Our focus in this project is producing a high-quality dataset. We wrangle the data to enable further analysis. We rigorously assess and clean: we check missing data/completeness, tidiness, and data specific cleaning needs. Each cleaning activity follows a three-step approach to define, code, and test.
WeRateDogs is a Twitter account that rates people's dogs with a humorous comment about the dog.
We collect the tweets and metadata using the Twitter API Tweepy. We combine the tweets with a classification of a dogs breed. The classification is based on a neural network and is downloaded at code runtime. Additional information about the tweets is obtained from a file downloaded to the file system.
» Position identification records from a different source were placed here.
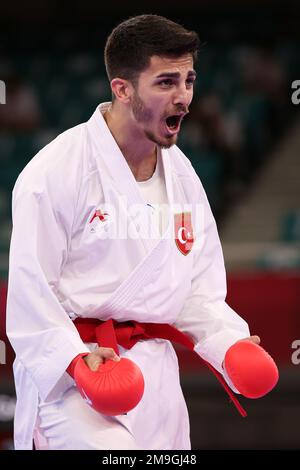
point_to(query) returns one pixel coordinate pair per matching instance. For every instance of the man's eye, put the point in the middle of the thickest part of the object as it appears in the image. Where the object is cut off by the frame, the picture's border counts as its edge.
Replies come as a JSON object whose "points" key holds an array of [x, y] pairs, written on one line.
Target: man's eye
{"points": [[190, 81], [166, 82]]}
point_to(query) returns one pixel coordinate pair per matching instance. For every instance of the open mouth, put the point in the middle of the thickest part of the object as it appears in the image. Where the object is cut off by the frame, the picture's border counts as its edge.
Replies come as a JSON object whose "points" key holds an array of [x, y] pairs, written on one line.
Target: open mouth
{"points": [[173, 123]]}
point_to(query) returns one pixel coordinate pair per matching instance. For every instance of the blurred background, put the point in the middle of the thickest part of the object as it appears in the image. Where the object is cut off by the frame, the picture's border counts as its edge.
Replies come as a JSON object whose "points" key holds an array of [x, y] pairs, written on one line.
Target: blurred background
{"points": [[243, 138]]}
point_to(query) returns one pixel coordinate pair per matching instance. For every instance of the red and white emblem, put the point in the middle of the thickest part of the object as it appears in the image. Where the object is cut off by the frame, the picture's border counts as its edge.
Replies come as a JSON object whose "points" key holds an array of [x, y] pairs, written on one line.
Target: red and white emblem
{"points": [[99, 219], [184, 237]]}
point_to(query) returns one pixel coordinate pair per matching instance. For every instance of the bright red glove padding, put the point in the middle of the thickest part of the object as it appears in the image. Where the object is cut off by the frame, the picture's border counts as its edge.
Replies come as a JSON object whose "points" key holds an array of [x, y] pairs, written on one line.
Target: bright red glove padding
{"points": [[114, 389], [251, 369]]}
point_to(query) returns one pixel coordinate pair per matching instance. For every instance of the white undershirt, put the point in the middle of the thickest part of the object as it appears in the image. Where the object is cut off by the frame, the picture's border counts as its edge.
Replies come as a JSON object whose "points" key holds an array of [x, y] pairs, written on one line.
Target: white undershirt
{"points": [[154, 193]]}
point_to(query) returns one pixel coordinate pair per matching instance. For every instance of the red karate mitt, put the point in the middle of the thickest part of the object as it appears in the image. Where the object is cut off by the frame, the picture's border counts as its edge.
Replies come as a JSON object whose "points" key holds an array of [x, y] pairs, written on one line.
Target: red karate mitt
{"points": [[251, 369], [113, 389]]}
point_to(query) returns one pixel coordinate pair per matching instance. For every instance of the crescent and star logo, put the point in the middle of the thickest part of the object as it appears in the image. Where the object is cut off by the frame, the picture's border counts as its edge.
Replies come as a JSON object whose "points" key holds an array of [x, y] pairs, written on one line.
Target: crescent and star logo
{"points": [[184, 237]]}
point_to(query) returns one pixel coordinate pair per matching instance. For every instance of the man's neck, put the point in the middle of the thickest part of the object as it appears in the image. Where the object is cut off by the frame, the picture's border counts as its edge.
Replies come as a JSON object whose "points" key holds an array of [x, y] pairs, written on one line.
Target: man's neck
{"points": [[139, 152]]}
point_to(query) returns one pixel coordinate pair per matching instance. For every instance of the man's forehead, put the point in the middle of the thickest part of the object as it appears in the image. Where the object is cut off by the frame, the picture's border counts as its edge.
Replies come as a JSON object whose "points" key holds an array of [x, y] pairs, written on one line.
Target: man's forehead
{"points": [[159, 64]]}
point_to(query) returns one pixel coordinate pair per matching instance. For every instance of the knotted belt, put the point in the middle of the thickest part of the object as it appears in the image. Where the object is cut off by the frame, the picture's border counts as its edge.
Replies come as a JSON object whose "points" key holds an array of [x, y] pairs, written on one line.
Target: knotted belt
{"points": [[110, 333]]}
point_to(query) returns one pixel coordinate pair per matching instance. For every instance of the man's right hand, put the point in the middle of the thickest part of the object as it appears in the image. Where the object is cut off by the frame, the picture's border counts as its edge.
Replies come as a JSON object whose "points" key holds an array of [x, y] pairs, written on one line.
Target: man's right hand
{"points": [[99, 356]]}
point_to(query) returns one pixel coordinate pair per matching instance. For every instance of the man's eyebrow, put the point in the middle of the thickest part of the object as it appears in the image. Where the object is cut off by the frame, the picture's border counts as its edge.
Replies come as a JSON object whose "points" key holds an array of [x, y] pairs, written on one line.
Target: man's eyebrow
{"points": [[191, 73]]}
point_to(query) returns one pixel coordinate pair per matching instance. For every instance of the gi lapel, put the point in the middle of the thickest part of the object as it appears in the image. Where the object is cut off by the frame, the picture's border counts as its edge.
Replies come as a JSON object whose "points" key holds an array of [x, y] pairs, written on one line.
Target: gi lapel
{"points": [[157, 251]]}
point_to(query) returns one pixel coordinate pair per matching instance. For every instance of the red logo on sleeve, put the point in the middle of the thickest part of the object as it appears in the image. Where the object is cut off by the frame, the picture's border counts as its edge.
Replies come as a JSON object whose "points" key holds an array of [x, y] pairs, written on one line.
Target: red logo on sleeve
{"points": [[184, 237]]}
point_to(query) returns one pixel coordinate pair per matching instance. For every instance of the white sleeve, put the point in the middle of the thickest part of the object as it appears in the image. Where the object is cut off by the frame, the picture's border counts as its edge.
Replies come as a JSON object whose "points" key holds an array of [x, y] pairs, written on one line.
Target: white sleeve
{"points": [[43, 336], [206, 317]]}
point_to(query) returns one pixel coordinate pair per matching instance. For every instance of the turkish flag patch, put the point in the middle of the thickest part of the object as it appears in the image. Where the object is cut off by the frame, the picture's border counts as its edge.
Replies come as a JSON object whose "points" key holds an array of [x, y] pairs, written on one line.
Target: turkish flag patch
{"points": [[184, 237]]}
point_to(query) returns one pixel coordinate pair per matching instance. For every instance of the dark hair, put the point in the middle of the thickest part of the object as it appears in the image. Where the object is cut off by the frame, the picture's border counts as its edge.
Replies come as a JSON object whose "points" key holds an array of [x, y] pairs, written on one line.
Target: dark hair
{"points": [[131, 44]]}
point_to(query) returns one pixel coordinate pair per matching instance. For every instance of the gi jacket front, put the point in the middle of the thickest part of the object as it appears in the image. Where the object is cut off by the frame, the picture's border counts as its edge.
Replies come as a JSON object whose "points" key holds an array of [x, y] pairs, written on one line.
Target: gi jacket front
{"points": [[84, 245]]}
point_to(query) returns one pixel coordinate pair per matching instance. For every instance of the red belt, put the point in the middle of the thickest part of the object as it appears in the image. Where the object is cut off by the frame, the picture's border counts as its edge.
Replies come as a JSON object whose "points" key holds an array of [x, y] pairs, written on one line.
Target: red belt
{"points": [[110, 333]]}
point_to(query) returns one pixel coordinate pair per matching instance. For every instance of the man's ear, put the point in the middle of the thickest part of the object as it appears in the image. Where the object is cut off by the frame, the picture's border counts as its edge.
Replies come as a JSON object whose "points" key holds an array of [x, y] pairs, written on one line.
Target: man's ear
{"points": [[122, 89]]}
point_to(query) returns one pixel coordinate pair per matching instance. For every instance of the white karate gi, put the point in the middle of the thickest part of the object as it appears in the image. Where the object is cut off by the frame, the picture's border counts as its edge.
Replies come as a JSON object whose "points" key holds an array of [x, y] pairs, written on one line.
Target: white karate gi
{"points": [[66, 264]]}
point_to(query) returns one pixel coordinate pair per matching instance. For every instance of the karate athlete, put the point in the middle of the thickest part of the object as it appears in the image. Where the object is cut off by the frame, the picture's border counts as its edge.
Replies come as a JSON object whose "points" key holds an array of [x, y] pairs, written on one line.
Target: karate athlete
{"points": [[110, 221]]}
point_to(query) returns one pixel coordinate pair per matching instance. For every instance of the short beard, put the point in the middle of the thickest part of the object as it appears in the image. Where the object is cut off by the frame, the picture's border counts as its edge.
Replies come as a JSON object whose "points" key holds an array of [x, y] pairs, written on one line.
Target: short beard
{"points": [[142, 114]]}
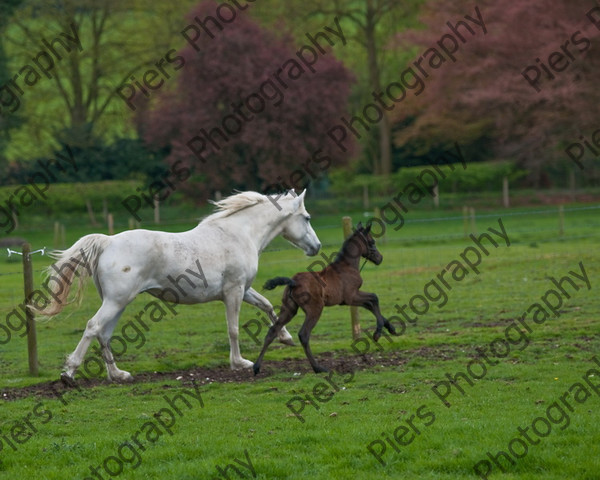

Python 3 mainly with the packages Pandas, requests, json and tweepy, i.e. the Twitter API.
To run wrangle_code.ipynb
a Twitter account is needed to get the API input consumer_key, access_token, consumer_secret, and access_secret. The content of data is expected in the same folder as the Python notebook.
Folder notebooks
contains Jupyter notebooks used for wrangling and report creation.
wrangling_code.html
is an HTML version of the executed wrangle_code.ipynb
. report_wrangle.html
is a 500-word report about the data wrangling performed. report_external.html
is a 500-word report for a general audience.
data
contains the neural network predictions, an additional input file and the wrangle_code.ipynb
output tweet_json.txt
from the gather data step.